Mais policiais são presos por corrupção no estado

Mandados de busca, apreensão e prisão foram cumpridos ontem em Uberlândia, BH e Contagem

DA REDAÇÃO

O Grupo de Atuação Especial de Combate ao Crime Organizado (Gaeco) em Uberlândia deflagrou ontem a operação Xeque-Mate, que investiga os crimes de corrupção passiva, ativa e falsidade ideológica praticados por policiais civis lotados no Departamento de Operações Especiais (Doesp), além do pagamento de mais de R$ 250 mil em propinas aos agentes.

A ação faz parte da operação Serendipe, iniciada em junho do ano passado para apurar desvios de conduta por parte de policiais civis no estado. Quatro investigadores foram presos em Belo Horizonte. 

Nesta fase, foram denunciados oito policiais civis, um delegado de polícia e quatro investigadores, os quais, à época dos fatos investigados, ocorridos em agosto de 2015, faziam parte dos quadros do Deoesp, especificamente da Delegacia de Repressão aos Roubos de Cargas. 
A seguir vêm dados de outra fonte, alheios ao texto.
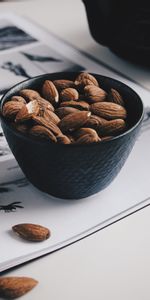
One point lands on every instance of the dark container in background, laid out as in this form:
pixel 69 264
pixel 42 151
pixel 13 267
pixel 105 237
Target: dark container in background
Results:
pixel 123 26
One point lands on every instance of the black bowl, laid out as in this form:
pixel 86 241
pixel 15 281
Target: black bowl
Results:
pixel 74 171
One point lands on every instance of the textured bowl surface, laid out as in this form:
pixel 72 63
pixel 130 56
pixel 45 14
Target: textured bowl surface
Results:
pixel 74 171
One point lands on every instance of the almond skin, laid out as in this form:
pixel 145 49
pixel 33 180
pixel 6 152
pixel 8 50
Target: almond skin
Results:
pixel 23 128
pixel 87 139
pixel 82 131
pixel 29 94
pixel 108 110
pixel 74 121
pixel 48 124
pixel 81 105
pixel 32 232
pixel 50 92
pixel 18 99
pixel 11 109
pixel 84 79
pixel 14 287
pixel 69 94
pixel 42 132
pixel 28 111
pixel 63 84
pixel 44 104
pixel 115 97
pixel 51 116
pixel 94 94
pixel 95 122
pixel 64 111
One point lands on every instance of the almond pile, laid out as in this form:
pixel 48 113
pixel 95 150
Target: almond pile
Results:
pixel 68 112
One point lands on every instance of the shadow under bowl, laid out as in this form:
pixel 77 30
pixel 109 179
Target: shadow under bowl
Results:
pixel 74 171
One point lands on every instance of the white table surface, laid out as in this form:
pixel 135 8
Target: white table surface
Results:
pixel 114 263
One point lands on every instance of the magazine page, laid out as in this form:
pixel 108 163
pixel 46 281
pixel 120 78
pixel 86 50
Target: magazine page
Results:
pixel 28 51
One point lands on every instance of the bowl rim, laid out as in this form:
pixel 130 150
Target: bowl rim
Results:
pixel 2 101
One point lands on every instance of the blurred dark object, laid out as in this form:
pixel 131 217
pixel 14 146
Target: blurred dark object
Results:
pixel 123 26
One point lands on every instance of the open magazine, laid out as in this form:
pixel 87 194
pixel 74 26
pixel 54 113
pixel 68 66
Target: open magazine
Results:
pixel 27 50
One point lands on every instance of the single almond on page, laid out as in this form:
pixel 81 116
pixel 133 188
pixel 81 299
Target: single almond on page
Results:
pixel 15 287
pixel 28 111
pixel 69 94
pixel 11 109
pixel 74 121
pixel 32 232
pixel 63 84
pixel 42 132
pixel 84 79
pixel 94 94
pixel 50 92
pixel 108 110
Além deles, foram denunciados um investigador que à época encontrava-se afastado de suas funções e dois investigadores lotados na cidade de Uberlândia. Foram ainda denunciadas quatro pessoas envolvidas com roubo e receptação de cargas.

Ainda na manhã desta sexta, a Corregedoria de Polícia Civil cumpriu, nas cidades de Belo Horizonte e Contagem, cinco mandados de busca e apreensão e quatro mandados de prisão, todos contra policiais civis.

Dois mandados de prisão, expedidos em face de autores de roubos e receptações, não foram cumpridos, pois os alvos não foram localizados.

Por meio de nota, a assessoria de imprensa da Polícia Civil disse que “a operação relativa aos policiais civis foi realizada pelo órgão corregedor da instituição, em conjunto com o Ministério Público, e todas as medidas administrativas e legais estão sendo tomadas”, afirma a nota.

 

SERENDIPE

A operação Serendipe, cuja última fase foi realizada ontem, já resultou na prisão preventiva de 18 policiais civis - nove lotados em Uberlândia; cinco, em Uberaba, e quatro, em Belo Horizonte,além de diversas denúncias encaminhadas à Justiça.